By LabMedica International staff writers
Posted on 23 Jan 2023

Tumor Necrosis Factor alpha (TNF alpha), is a cytokine, a particular type of small protein, that is involved with inflammation in the body. Abnormal cytokine levels have been linked to various diseases including Alzheimer’s disease, cancers, autoimmune and heart disease. TNF alpha is capable of acting as a biomarker, a measurable characteristic indicating health status. Currently, screening tests for Alzheimer’s disease involve a questionnaire to determine the individual’s symptoms, brain imaging, or a spinal tap process to test for biomarker proteins in the cerebral spinal fluid. Now, researchers are developing a new biosensor for detecting TNF alpha that can be used to screen for Alzheimer’s disease and other diseases.

COVID-19 is also capable of causing inflammatory reactions known as ‘cytokine storms.’ Research has demonstrated that cytokine inhibitors can be an effective treatment for improving chances of survival. There are several established methods for detecting biomarker proteins such as enzyme-linked immunosorbent assay (ELISA) and mass spectrometry, although they have some limitations such as high cost, the need for samples to be sent to a lab for testing, and results being available after a day or more.


Image: A new biosensor can be used to screen for Alzheimer’s and other diseases (Photo courtesy of Pexels)
Image: A new biosensor can be used to screen for Alzheimer’s and other diseases (Photo courtesy of Pexels)

The sensor developed by researchers at Simon Fraser University (Burnaby, B.C., Canada) works by detecting TNF alpha.

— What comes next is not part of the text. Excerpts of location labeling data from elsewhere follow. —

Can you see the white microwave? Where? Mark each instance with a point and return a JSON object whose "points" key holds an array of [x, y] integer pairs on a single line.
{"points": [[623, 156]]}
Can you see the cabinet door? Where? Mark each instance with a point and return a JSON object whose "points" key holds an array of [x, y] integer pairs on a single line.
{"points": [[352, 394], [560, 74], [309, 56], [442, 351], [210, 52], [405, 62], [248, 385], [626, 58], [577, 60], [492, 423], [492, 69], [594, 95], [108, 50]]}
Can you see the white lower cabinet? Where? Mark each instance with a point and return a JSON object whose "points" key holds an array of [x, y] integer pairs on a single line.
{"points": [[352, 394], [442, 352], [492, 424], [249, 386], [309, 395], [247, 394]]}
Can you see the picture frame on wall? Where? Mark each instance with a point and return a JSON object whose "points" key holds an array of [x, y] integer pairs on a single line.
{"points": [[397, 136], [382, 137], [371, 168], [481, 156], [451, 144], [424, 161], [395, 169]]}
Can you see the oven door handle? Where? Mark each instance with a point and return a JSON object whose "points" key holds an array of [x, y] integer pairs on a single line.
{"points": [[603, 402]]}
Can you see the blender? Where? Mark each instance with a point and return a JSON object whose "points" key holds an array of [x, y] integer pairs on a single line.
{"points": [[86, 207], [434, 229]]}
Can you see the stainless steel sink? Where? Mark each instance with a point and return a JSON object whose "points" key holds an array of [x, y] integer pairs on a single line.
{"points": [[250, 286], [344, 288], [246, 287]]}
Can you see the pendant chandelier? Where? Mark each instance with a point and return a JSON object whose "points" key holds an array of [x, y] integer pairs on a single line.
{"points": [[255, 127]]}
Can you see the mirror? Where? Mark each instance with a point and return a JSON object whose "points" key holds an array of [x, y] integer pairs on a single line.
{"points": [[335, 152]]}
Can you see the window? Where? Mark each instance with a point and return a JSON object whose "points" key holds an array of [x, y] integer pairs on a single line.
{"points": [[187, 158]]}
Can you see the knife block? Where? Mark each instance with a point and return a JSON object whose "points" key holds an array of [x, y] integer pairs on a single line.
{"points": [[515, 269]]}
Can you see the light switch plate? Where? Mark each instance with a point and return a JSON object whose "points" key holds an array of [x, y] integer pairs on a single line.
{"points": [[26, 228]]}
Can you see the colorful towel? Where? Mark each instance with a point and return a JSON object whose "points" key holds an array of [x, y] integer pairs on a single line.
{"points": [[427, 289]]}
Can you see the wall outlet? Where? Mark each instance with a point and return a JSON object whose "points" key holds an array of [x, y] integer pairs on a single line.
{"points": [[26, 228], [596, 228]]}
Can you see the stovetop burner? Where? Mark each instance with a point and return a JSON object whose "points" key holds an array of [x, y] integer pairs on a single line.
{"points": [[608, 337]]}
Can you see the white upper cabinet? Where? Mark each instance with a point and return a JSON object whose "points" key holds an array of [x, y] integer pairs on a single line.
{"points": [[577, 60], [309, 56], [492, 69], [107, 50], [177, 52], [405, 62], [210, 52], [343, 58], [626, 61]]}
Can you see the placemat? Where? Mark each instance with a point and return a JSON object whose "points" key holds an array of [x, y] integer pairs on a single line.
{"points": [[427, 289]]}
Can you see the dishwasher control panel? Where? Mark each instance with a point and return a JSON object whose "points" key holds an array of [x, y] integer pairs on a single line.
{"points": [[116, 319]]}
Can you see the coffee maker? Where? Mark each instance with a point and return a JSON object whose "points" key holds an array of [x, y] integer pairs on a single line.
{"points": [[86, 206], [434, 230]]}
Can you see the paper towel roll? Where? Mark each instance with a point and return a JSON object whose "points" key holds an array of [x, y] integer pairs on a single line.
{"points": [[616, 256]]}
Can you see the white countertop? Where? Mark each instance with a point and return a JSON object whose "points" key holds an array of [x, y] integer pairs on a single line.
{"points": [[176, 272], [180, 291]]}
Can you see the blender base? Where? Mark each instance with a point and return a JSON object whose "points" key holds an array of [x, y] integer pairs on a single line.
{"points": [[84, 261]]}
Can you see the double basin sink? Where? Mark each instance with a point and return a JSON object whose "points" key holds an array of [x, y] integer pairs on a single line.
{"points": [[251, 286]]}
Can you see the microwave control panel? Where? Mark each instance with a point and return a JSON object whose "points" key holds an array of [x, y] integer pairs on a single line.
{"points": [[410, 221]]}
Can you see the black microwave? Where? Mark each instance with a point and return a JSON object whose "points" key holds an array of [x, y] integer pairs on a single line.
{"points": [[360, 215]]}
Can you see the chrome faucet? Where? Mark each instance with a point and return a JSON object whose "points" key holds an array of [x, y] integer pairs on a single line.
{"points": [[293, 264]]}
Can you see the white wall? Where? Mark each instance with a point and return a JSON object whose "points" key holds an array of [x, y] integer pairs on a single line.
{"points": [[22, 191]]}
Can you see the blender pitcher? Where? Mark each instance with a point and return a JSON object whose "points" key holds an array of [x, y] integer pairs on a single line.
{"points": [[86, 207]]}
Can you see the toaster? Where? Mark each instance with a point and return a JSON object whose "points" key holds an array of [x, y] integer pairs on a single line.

The biosensor is extremely sensitive and is capable of detecting TNF alpha in very low concentrations (10 fM) – much below the concentrations generally found in healthy blood samples (200–300 fM). The researchers have successfully completed the proof-of-concept stage by proving that the two-electrode diode sensor can effectively detect TNF alpha in a laboratory setting. The team now plans to conduct clinical trials to test if the biosensor can effectively detect biomarker proteins within a blood sample that contains several different interfering proteins and other substances.

“Our goal is to develop a sensor that’s less invasive, less expensive and simpler to use than existing methods,” said Engineering Science Assistant Professor Michael Adachi, the project’s co-lead. “These sensors are also small and have potential to be placed in doctor’s offices to help diagnose different diseases, including Alzheimer’s disease.”

“We will continue testing the device’s ability to detect the same proteins using body fluid like blood samples,” added engineering science PhD student Hamidreza Ghanbari. “The other objective is to use the same device but a different receptor to detect proteins that are more specific to Alzheimer’s disease.”